Un Rams Park incandescent pour lancer les huitièmes
La Ligue des Champions a retrouvé l’ambiance des grandes nuits européennes à Istanbul. Dans un Rams Park survolté, Galatasaray recevait Liverpool pour la première manche de ce huitième de finale. Sur le papier, les Reds partaient avec l’étiquette de favori. Sur la pelouse, l’histoire a rapidement pris une autre direction.
Portés par un public brûlant et une équipe offensive au coup d’envoi avec Victor Osimhen, Noa Lang ou encore Barış Yılmaz, les Stambouliotes avaient clairement l’intention de bousculer les Anglais.

Et ils n’ont pas mis longtemps à le montrer.
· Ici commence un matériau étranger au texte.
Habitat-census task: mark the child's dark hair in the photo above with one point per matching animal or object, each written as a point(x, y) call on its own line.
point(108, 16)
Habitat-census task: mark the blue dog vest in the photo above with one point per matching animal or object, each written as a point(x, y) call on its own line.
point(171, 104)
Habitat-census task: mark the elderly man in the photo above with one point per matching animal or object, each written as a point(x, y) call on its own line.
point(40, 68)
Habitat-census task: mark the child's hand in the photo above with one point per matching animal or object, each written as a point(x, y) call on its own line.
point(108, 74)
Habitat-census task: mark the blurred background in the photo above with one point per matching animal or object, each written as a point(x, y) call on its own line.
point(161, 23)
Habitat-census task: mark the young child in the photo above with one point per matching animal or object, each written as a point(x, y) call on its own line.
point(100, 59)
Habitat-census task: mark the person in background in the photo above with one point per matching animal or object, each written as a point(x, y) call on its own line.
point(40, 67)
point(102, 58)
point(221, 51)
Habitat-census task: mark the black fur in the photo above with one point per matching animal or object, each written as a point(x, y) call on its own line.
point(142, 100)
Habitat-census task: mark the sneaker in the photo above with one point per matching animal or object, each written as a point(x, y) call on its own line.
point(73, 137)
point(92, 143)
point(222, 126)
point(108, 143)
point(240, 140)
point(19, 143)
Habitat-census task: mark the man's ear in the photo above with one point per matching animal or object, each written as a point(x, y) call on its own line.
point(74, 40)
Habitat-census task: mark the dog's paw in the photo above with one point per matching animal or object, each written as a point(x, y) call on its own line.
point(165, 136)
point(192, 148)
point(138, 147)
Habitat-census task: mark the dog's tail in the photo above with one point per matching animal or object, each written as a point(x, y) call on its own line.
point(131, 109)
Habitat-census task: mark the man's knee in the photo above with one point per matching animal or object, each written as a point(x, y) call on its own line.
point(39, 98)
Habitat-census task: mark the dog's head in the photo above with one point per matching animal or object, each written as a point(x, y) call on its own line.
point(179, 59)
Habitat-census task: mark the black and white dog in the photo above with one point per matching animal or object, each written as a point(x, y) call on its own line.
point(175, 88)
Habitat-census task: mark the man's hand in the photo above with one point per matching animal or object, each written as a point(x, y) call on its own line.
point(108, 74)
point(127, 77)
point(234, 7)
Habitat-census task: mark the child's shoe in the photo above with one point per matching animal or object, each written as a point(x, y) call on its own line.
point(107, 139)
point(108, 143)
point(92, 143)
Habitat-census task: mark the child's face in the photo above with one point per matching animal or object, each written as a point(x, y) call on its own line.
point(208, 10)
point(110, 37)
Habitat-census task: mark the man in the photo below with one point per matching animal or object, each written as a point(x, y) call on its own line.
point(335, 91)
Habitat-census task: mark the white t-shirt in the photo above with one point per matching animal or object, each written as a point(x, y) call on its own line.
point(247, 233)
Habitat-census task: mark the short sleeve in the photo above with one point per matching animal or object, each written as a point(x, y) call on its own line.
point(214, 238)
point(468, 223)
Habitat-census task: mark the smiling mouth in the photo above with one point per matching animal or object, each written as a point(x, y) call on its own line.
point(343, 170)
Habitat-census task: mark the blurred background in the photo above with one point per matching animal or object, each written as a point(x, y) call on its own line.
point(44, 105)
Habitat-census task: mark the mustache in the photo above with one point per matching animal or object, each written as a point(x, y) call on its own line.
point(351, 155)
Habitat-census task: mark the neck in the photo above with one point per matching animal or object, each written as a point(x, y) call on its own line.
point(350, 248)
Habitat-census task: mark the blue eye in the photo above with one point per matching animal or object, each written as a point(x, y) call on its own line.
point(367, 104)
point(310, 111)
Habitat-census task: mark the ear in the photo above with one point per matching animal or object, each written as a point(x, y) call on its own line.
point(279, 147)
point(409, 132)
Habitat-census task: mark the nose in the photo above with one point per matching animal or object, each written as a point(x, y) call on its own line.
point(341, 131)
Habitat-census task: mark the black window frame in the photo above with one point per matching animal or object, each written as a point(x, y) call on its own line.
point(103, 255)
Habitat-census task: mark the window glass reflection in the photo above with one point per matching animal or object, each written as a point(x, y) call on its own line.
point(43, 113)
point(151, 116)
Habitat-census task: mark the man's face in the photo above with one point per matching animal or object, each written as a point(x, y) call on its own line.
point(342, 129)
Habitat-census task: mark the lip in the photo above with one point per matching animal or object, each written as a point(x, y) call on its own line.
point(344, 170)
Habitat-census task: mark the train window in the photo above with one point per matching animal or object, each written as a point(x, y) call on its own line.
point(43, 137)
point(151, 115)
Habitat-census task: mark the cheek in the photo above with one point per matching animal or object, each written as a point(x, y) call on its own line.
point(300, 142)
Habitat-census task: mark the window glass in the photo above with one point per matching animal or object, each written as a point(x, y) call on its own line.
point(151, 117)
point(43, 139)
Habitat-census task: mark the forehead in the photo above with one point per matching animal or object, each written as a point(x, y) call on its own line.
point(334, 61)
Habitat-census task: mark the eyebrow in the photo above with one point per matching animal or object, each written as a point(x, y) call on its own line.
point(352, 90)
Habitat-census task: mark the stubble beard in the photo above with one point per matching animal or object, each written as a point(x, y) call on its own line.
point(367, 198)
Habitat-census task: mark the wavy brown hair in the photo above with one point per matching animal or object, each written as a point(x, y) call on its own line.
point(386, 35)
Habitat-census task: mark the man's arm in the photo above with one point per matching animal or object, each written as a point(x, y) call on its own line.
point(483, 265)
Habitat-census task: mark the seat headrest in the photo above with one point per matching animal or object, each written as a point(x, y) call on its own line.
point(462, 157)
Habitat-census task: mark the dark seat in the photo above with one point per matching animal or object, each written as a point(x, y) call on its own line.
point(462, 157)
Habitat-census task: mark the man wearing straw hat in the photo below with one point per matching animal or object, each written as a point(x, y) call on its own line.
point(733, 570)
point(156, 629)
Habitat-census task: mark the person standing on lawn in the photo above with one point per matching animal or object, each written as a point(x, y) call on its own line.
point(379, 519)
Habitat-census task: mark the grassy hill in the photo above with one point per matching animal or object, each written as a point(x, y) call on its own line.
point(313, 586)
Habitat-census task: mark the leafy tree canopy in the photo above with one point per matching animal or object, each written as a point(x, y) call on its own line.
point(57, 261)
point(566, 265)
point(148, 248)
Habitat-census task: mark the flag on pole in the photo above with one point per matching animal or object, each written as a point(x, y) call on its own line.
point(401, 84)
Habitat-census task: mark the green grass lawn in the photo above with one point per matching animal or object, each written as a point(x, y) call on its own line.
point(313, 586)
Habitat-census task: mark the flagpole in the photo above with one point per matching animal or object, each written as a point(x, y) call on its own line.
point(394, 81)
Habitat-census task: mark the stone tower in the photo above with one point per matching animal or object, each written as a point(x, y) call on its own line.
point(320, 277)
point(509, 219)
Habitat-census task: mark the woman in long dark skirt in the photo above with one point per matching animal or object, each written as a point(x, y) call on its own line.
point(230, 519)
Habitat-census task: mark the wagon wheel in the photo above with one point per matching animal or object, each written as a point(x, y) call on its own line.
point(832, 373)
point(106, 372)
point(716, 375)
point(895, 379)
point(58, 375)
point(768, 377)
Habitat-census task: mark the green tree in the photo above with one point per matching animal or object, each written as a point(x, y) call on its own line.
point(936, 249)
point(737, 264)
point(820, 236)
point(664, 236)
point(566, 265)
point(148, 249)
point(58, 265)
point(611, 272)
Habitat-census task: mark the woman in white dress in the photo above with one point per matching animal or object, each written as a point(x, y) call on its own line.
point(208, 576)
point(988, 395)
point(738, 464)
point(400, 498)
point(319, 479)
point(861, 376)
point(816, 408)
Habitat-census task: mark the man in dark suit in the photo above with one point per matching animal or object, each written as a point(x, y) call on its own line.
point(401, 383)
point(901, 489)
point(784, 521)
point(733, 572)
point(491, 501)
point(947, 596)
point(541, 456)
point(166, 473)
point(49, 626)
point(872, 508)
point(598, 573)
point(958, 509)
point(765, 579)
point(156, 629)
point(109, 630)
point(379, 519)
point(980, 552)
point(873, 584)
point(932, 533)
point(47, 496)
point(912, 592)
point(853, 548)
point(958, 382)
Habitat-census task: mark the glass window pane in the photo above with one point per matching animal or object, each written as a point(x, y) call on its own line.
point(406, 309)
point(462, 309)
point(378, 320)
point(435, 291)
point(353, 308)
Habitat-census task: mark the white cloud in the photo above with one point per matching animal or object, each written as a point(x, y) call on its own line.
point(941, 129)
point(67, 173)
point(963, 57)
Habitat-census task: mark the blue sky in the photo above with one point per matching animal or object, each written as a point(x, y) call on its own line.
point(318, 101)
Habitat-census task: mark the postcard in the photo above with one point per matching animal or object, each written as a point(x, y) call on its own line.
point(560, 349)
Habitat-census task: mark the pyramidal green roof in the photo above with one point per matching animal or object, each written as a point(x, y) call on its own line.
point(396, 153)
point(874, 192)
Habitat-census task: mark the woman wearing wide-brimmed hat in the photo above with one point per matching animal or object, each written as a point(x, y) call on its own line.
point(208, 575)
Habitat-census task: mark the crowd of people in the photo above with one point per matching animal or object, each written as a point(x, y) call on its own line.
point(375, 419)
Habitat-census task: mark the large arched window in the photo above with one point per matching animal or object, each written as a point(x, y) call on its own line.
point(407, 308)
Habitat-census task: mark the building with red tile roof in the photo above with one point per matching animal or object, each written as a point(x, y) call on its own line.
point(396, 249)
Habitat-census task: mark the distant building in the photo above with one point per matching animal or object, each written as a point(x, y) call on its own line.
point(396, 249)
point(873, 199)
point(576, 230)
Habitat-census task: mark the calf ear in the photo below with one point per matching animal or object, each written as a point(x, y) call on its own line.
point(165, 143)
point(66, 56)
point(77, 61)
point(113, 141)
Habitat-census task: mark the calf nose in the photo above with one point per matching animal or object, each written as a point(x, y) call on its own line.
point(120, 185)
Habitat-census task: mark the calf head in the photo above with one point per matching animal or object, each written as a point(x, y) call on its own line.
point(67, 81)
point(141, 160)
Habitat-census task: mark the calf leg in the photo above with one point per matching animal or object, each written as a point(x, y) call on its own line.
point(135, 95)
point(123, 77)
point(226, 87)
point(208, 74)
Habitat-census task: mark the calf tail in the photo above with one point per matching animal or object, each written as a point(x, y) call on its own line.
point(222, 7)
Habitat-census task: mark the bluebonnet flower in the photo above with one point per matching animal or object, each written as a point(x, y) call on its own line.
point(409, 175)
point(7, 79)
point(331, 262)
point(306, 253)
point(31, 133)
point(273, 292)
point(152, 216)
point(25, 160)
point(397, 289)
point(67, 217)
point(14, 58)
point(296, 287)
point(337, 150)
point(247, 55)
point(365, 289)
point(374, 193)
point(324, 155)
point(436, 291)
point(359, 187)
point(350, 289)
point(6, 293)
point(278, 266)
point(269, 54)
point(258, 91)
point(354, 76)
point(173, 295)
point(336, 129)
Lemina frappe tôt et lance la soirée turque
Le match n’avait même pas encore trouvé son rythme que Galatasaray frappait déjà. Sur un corner parfaitement exploité, Victor Osimhen remettait le ballon de la tête au second poteau. Mario Lemina surgissait et propulsait le ballon au fond des filets.
7e minute. 1-0.
𝗟’𝗔𝗠𝗕𝗜𝗔𝗡𝗖𝗘 𝗗𝗘 𝗙𝗢𝗨. 🤩🇹🇷🌋
Le Rams Park d’Istanbul a 𝗥𝗘́𝗦𝗢𝗡𝗡𝗘́ 𝗧𝗘𝗟𝗟𝗘𝗠𝗘𝗡𝗧 𝗙𝗢𝗥𝗧 sur le seul but de la rencontre entre Galatasaray et Liverpool de Mario Lemina 🇬🇦. 💛❤️
— Actu Foot (@ActuFoot_) March 10, 2026
Dans un stade en ébullition, Liverpool se retrouvait déjà sous pression. Les Reds tentaient de réagir mais manquaient cruellement d’efficacité. Florian Wirtz, notamment, passait tout près d’égaliser mais manquait le cadre malgré un but presque ouvert.
Une occasion qui symbolisait parfaitement les difficultés offensives anglaises dans cette première période.
Une défense de Liverpool constamment sous pression
Au-delà du score, c’est surtout la fragilité défensive de Liverpool qui a marqué les esprits. Trop souvent désorganisée, la ligne arrière a laissé de nombreux espaces aux attaquants turcs.
Victor Osimhen s’est régulièrement imposé dans les airs. Noa Lang, très actif sur son côté, a multiplié les centres dangereux. Et sur les coups de pied arrêtés, la défense des Reds a semblé particulièrement fébrile.
Il a fallu plusieurs interventions décisives de Mamadarshvili pour empêcher Galatasaray de creuser l’écart avant la pause.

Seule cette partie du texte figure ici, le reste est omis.